Splinting and hand therapy is the first step in the ladder of treatment options available. A good therapist can make a custom made splint that stops you bending the digit completely but permits glide of the tendon. This is effective in a large number of cases but requires up to 6 weeks of treatment. Combination with topical or oral anti-inflammatory medications( providing no contraindications like allergy, asthma or stomach ulcers etc) can help manage the pain and inflammation.

If splinting fails or the symptoms have been present for a while, Long-acting corticosteroid injections are the next step up on the ladder in initial management of the symptomatic trigger digit. Injection of the involved flexor tendon sheath provides long-term relief of symptoms in 80% of affected digits with up to 2-3 injections. The injections can be done in clinic or by a radiologist under ultrasound guidance. A recent article in the bone and joint journal has suggested that the small dose of a single injection into the digit is acceptable and does not increase your susceptibility to COVID-19. It is however advisable to have a minimum 2 week interval between your vaccination and a steroid injection. The injection can be painful and it is not advisable to drive immediately after the injection. You may need some initial additional painkillers.

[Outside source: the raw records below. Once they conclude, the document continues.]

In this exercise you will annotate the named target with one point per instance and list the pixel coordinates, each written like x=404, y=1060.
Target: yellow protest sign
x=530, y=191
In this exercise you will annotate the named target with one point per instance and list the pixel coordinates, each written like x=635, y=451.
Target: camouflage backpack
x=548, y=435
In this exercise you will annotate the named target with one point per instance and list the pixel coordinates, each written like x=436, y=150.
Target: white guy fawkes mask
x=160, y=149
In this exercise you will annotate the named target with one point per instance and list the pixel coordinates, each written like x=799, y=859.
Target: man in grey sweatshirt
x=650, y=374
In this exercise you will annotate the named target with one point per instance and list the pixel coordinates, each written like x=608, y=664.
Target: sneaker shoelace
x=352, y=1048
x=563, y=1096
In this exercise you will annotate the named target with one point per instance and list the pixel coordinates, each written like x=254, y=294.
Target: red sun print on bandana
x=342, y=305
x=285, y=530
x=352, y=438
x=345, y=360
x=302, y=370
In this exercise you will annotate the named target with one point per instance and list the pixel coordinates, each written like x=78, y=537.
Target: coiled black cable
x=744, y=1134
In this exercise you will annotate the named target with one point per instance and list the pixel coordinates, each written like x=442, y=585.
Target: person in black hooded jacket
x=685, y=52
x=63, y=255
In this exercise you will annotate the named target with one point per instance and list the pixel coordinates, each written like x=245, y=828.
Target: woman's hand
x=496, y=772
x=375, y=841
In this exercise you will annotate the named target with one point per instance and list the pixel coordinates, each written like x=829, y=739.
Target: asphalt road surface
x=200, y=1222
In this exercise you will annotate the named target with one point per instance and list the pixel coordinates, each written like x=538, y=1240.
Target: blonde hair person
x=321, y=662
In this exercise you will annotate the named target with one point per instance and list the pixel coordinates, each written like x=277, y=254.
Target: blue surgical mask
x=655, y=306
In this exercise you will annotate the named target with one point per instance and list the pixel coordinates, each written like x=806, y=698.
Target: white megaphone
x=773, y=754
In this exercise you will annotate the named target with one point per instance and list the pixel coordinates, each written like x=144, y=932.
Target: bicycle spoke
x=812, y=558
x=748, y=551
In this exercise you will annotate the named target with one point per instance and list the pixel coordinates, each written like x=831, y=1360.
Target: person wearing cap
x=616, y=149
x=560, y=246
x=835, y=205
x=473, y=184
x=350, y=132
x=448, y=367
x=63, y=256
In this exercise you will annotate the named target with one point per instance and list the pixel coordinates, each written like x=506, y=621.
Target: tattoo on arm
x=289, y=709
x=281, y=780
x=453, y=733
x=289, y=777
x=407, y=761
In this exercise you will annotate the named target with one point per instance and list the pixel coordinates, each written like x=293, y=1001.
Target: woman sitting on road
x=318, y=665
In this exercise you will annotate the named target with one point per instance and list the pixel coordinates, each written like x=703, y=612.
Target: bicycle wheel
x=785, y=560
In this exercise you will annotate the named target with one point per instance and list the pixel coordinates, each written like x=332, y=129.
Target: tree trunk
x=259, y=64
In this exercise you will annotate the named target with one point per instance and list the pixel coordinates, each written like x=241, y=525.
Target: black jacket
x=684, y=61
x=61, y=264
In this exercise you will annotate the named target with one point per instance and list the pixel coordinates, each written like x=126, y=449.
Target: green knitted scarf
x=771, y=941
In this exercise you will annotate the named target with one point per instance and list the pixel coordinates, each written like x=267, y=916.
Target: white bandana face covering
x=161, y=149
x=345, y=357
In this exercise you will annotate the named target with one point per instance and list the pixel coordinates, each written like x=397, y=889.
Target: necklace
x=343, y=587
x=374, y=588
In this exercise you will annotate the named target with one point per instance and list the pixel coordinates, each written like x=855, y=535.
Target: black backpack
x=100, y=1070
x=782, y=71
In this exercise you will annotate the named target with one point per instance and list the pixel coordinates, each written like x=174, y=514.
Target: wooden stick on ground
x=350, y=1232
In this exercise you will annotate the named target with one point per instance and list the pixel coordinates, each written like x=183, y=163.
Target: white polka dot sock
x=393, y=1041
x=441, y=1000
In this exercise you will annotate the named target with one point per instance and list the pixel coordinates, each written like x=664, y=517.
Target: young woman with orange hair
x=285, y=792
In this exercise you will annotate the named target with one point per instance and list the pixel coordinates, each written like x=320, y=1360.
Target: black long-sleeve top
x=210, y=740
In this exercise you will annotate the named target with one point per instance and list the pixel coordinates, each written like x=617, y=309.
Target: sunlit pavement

If non-operative treatment fails, surgery is the final step in the ladder. This can be performed in a number of ways but the main goal is to release the so-called A1 pulley, which is where the tendon becomes caught. The tight pulley is separated after surgery, allowing your tendon to move without catching. 

The surgery can be  performed using a local anaesthetic and a needle to divide the pulley through the skin (percutaneous trigger finger release) under ultrasound guidance by a radiologist in an outpatient room. This method has slightly better short term results in experienced hands  but the long term outcomes are so far better in the open group.

Open trigger finger release is performed in a procedure room or operating room using a local anaesthetic (with or without a tourniquet on the arm) and making an incision divide the pulley under direct visualisation. The procedure takes only a few minutes and stitches are usually applied to close the wounds. The wounds take about 2 weeks to heal up but may be sore for up to 6 weeks. 

It’s noteworthy to observe that different treatment strategies have different success rates. About 80% of the time, a series of up to two injections is deemed to be successful. If conservative treatment fails or you decide to proceed to surgery, open surgery has a success rate of about 95 percent, while percutaneous surgery has a success rate of roughly 80 percent. 

Infection, nerve damage (to the digital nerves that run next to the flexor tendons and supply sensation to your fingers), tendon damage, failure to relieve symptoms (due to incorrect diagnosis or unusual cause of the triggering), loss of motion after surgery, continued tenderness, stiffness and swelling and complex regional pain syndrome are all risks associated with trigger finger surgery, as are many other hand surgeries. The chances of developing any of these issues are low, (1-5%).

The important points to remember  after surgery, regardless of how it is done, are to keep the bandage clean and dry, and to begin bending your fingers as per the hand therapists advise. While awake, you’ll need to work on finger motion every hour. Elevate your hand as much as possible over the first 48 hours. You can immediately begin using your hand for light activities (up to 1-2 lbs of lifting). The sutures (if there are any) will be removed 10-12 days following the surgery. It is common for the area at the base of the finger to be uncomfortable for up to two months, although most people return to normal activities within two to three weeks.

In summary, splinting and hand therapy are a good first line treatment for trigger finger. Long acting corticosteroid injections are the mainstay in the initial management of this pathology. Surgery is curative and has very good long term outcomes but is best reserved for when non-operative management fails. It is important to remember that we can’t speed up biology and that we have to respect the soft tissues and give them time to heal. Movement is good, heavy lifting however is not advised till the healing is complete.